Pai, afasta de mim este cálice de vinho tinto de sangue
Chico Buarque de Holanda
Soraia Schmidt
A imagem é forte. O tempo passa, mas ela não. É sempre tocante. Talvez por força da religião católica que a transformou em símbolos da vida. O pão como corpo, o vinho como sangue. Pão e corpo como matéria, pão como alimento do corpo. Vinho como sangue, o vivo menos sólido, mais etéreo; o espírito, a alma, e, a eles, também é alimento. Simbolicamente, significa a vida como material e imaterial e suas fontes de energia. Vindas da terra, produzidas pelo homem. E cá estamos nós, os humanos, alimentando corpo e alma, infinitamente, pois é fome que não se mata.

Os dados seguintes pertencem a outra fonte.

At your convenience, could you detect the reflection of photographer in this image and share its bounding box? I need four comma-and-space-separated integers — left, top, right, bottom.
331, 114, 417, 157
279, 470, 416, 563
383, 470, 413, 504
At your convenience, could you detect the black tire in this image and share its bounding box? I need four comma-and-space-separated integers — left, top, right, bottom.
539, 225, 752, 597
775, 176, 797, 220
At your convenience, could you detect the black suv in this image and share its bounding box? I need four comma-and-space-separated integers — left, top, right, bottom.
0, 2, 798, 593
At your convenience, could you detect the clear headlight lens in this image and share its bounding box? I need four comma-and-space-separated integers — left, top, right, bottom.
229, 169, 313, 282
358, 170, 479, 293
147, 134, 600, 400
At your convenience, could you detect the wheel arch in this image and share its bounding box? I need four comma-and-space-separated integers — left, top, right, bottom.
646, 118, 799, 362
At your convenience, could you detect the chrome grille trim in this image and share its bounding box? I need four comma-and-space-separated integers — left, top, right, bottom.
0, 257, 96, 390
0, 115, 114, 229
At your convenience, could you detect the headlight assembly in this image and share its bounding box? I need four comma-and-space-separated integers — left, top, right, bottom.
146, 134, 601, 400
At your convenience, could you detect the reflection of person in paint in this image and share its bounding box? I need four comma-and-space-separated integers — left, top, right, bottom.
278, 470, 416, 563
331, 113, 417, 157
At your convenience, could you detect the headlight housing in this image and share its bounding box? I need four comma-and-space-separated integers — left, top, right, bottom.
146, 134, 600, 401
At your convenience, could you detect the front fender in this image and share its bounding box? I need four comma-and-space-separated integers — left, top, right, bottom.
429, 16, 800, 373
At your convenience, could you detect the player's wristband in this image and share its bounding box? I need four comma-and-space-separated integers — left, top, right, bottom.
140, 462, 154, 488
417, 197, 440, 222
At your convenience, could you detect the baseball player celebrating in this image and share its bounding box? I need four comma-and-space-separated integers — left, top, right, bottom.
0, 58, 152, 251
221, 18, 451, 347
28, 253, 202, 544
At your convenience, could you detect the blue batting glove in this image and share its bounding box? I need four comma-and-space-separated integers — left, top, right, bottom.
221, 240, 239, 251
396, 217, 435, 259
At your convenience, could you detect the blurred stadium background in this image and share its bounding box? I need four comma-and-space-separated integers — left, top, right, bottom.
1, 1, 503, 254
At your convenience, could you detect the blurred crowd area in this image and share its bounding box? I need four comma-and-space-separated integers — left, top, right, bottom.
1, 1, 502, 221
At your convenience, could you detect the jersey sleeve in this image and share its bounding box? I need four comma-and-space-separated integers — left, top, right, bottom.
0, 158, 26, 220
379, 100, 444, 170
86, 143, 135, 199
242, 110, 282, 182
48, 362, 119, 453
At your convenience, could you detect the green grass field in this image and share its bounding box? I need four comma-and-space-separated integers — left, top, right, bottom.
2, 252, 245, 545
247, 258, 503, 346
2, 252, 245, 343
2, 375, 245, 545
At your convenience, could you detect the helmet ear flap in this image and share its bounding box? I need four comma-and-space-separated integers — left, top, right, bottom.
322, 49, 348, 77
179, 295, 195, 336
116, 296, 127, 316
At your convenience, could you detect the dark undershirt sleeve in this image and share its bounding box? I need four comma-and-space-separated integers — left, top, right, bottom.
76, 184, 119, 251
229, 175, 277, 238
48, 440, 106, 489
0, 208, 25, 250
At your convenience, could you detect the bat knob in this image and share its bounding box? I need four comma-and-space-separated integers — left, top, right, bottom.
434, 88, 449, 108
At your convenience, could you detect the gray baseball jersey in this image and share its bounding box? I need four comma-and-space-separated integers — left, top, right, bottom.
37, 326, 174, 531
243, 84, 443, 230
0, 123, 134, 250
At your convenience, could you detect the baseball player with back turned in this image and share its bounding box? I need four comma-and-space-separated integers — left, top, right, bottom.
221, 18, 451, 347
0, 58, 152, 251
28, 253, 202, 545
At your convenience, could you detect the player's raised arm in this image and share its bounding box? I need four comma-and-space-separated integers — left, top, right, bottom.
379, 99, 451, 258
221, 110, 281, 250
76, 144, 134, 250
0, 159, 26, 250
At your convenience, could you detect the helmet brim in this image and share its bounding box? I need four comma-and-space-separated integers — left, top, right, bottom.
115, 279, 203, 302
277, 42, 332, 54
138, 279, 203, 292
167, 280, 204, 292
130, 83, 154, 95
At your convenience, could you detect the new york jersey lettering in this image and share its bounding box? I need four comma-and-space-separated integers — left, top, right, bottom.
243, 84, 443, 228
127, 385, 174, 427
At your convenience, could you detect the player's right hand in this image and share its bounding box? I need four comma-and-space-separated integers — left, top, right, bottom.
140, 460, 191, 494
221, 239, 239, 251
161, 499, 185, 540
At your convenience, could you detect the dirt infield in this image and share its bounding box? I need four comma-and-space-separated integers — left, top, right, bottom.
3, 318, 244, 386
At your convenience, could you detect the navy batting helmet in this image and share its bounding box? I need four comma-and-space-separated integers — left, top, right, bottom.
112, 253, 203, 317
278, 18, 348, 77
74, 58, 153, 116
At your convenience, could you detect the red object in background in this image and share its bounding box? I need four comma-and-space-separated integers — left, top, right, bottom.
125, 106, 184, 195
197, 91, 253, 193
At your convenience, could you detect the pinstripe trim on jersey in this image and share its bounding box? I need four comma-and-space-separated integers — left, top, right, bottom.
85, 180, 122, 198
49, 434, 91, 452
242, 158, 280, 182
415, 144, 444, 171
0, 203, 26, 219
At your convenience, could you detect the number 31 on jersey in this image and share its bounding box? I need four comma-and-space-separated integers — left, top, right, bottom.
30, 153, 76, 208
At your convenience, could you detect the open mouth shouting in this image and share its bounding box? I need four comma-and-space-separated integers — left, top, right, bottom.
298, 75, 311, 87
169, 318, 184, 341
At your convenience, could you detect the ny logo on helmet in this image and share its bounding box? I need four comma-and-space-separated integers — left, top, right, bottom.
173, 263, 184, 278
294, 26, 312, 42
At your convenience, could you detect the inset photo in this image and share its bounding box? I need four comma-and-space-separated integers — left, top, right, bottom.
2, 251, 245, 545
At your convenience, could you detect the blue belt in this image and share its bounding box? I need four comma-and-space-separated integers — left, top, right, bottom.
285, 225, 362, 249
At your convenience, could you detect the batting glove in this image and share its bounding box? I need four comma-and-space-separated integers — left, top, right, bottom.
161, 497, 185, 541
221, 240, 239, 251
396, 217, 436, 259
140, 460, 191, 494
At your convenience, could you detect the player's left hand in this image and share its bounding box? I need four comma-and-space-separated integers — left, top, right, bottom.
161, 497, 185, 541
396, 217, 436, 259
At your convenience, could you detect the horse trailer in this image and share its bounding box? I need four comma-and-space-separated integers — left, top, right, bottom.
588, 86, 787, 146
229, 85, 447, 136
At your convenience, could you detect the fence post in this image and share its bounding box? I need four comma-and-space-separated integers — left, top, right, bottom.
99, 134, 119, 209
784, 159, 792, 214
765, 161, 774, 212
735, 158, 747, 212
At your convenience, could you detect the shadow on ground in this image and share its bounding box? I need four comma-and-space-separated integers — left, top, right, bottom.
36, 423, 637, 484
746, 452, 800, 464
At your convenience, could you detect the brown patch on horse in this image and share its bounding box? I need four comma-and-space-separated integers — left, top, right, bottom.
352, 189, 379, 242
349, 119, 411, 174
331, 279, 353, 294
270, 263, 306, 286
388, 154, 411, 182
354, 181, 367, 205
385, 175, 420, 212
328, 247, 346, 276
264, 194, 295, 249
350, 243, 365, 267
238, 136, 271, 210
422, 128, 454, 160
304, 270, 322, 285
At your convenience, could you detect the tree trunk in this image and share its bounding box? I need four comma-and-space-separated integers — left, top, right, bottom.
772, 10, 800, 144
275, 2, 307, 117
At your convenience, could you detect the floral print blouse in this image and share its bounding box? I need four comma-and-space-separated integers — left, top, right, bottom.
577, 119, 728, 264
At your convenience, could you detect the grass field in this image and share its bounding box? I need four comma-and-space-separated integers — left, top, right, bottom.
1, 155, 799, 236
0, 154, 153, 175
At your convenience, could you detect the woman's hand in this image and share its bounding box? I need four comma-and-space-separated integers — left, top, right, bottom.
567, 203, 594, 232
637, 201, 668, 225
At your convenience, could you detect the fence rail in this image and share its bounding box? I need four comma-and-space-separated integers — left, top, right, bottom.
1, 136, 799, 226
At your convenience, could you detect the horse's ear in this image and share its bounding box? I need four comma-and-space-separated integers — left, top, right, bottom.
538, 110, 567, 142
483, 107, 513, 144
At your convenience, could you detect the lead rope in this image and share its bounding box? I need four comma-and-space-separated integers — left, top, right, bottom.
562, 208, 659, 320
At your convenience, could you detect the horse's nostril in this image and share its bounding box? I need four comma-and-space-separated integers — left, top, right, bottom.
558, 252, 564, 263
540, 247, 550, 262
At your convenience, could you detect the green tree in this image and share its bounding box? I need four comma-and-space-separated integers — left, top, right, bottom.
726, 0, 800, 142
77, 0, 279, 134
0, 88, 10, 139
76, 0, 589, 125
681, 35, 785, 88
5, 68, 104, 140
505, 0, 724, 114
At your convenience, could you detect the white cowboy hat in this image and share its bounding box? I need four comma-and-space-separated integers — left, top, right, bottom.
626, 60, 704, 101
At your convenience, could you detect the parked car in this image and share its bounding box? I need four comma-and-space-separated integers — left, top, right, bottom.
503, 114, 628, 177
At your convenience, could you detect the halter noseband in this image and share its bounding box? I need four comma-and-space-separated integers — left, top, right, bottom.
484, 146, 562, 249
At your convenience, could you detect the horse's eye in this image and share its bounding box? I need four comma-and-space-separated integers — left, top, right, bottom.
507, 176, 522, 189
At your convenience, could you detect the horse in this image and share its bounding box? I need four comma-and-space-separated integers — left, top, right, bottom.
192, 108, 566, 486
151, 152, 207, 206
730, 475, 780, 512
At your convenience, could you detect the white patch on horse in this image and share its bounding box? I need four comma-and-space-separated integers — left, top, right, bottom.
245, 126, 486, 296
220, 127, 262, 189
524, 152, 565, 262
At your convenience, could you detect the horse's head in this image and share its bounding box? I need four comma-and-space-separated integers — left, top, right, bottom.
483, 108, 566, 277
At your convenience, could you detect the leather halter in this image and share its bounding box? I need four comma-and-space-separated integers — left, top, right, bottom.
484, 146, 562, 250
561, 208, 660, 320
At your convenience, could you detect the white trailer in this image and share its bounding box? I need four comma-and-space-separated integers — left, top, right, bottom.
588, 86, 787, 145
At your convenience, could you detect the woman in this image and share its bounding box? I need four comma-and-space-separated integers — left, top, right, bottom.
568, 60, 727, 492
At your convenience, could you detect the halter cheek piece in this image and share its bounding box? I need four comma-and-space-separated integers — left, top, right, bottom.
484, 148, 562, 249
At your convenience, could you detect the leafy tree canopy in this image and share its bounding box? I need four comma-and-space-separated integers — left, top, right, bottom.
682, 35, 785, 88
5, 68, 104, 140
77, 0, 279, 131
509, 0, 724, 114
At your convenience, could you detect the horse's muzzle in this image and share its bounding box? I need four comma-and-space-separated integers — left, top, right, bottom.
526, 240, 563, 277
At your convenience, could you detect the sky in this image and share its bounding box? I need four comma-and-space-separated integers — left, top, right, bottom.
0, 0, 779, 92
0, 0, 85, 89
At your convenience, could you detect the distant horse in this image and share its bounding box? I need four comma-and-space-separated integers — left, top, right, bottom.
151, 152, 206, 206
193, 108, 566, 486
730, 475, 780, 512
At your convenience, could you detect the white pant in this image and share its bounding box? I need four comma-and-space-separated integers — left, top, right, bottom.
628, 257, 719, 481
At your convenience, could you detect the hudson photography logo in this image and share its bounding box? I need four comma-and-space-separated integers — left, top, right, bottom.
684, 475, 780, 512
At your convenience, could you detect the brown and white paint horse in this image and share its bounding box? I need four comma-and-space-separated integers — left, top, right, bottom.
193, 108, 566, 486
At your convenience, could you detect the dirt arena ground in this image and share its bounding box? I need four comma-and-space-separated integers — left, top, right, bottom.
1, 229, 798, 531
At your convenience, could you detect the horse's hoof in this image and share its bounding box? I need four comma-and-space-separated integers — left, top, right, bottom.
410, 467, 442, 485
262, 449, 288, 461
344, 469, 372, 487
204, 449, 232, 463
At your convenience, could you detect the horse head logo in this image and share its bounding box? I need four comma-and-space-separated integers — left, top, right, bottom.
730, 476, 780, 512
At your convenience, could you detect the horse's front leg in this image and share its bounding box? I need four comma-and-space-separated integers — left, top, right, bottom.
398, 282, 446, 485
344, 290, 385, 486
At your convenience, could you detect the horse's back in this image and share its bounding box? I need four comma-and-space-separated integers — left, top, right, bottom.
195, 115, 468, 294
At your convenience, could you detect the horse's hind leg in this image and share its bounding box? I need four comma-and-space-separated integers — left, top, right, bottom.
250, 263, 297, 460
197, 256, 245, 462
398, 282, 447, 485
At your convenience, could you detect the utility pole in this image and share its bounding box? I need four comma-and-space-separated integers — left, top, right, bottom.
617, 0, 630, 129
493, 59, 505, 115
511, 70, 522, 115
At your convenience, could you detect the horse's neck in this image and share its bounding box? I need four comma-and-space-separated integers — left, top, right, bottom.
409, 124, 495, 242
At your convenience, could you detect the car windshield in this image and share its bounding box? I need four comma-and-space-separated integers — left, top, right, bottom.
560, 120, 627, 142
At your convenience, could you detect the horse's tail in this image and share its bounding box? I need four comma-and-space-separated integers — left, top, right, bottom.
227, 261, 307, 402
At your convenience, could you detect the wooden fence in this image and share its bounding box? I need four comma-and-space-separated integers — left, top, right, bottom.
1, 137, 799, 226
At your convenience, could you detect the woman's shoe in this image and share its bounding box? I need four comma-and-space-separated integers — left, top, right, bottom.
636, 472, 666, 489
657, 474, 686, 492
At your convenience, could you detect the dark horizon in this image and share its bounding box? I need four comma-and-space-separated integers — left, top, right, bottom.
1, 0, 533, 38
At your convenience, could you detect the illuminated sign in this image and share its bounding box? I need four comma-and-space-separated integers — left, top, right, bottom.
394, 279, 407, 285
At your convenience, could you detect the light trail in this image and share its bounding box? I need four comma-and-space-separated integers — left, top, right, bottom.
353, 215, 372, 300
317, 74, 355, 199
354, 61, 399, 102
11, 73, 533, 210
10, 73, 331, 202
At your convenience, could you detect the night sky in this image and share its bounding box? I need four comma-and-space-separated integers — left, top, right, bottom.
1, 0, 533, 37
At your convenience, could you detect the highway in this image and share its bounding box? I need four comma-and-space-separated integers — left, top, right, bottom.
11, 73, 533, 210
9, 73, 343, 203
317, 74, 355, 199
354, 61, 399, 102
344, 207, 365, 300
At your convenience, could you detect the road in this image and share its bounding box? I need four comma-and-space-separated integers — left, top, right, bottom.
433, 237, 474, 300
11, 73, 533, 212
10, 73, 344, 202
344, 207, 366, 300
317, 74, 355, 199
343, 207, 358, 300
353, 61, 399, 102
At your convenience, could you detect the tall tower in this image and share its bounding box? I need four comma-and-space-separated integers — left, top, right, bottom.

Viva o pão e viva o vinho - muito mais o vinho, é claro!
O pão, creio ser um dos alimentos manufaturados mais antigos da humanidade. Com maestria, da semente ao fruto, da farinha ao forno. Com alto valor energético e de rápida absorção, sacia quase instantaneamente. Talvez por isto nos viciamos. A delícia do cheiro de pão assando ou assado, está impregnado em nossas células há séculos.
Será que existe alguém que não goste de pão?
E o vinho? Outra obra de arte líquida. Mas de vinho, com certeza, há quem não goste. Os alimentos da alma são muito mais variados, diversos e exóticos. Alguns, até veneno.
O cálice? Charmoso, antigo, acolhedor. Sólido. Remete ao tempo de quando não havia vidro, cristal. As coisas duravam mais, não eram descartáveis. Serve para partilhar. Serve ao ritual.
E quem sabe nem contém vinho, mas água. Não por isto, menos sagrado. O sagrado vem da fé. Fé no que acreditamos ser puro, belo, verdadeiro. O que nos dá paz, harmonia e bem estar profundo.
Sagrado é a nossa casa, nosso templo.
Sagrado é nosso alimento.
Sagrado é a natureza, os ecossistemas, a biodiversidade, as trocas simbióticas.
Sagrado é o silêncio, o ar puro, a cooperação entre os humanos, o respeito. A liberdade.
Sagrado é ter o que comer
Sagrado é ter onde morar
Sagrado é ter bem estar
Sagrado é ter diferenças
Sagrado é ser aceito
Sagrado é ter amor
Sagrado é saber ser humano.
A imagem é forte. O tempo passa, mas ela não.
Bateram até a morte do homem negro. Porto Alegre, 20/11/20.